I could understand that. I hurried into the seat beside him after giving Karibu a quick pat and a push, hoping that she would go back to the camp. But the elephant had other ideas. She was not going to allow me to get
away from her again. Hugo let in the clutch and the vehicle moved slowly forward.
“I’m afraid she’ll come with us,” I said.
“It doesn’t matter,” he reassured me. “If she gets tired, she’ll go home.”
The second Landcruiser gained the bank and followed us at a discreet distance as we encircled the rocky outcrop on which the new hotel was being built. Mzee paced up and down the narrow confines of his cage, but he made little attempt to escape. Perhaps he had already discovered that he had no chance of getting away from his captors until they chose to release him.
“How are you going to let him go?” I asked. I was already
bothered by his brooding presence in the vehicle behind us.
“We’ll put the vehicles down wind of the waterhole, open the cage, and sit tight until he’s far enough away not to bother us.” ‘You make it sound so simple!” I sighed. “But won’t he remember?”
Hugo nodded grimly. “He’ll remember,” he agreed.
I didn’t like to press the point. I sat in silence while we went on in convoy to the waterhole. Karibu was still following us, more anxious than ever for my safety.

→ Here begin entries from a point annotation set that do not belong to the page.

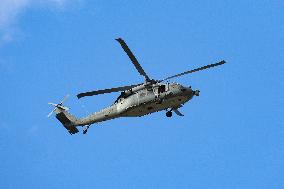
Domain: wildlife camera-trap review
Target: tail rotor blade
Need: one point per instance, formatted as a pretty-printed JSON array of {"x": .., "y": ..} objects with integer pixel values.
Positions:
[
  {"x": 51, "y": 112},
  {"x": 195, "y": 70}
]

She, at least, would come to no harm, I thought, for no lion would attack an elephant unless it was very small and without the protection of the herd. Karibu, on the contrary, was getting quite big.
We stopped about a hundred yards away from the waterhole. Hugo tested the wind and directed the exact spot where the vehicles were to stand. Then he gave a signal and the driver of the second vehicle pulled a cord that opened up the cage in the back.
For a long moment Mzee stood without moving, his amber eyes, which were so like mine, staring out across the great plain in front of him. Then, with one bound, he was out of the cage and down on the ground. He never gave us so much as a backward look, but with quiet dignity he walked away from us and into freedom.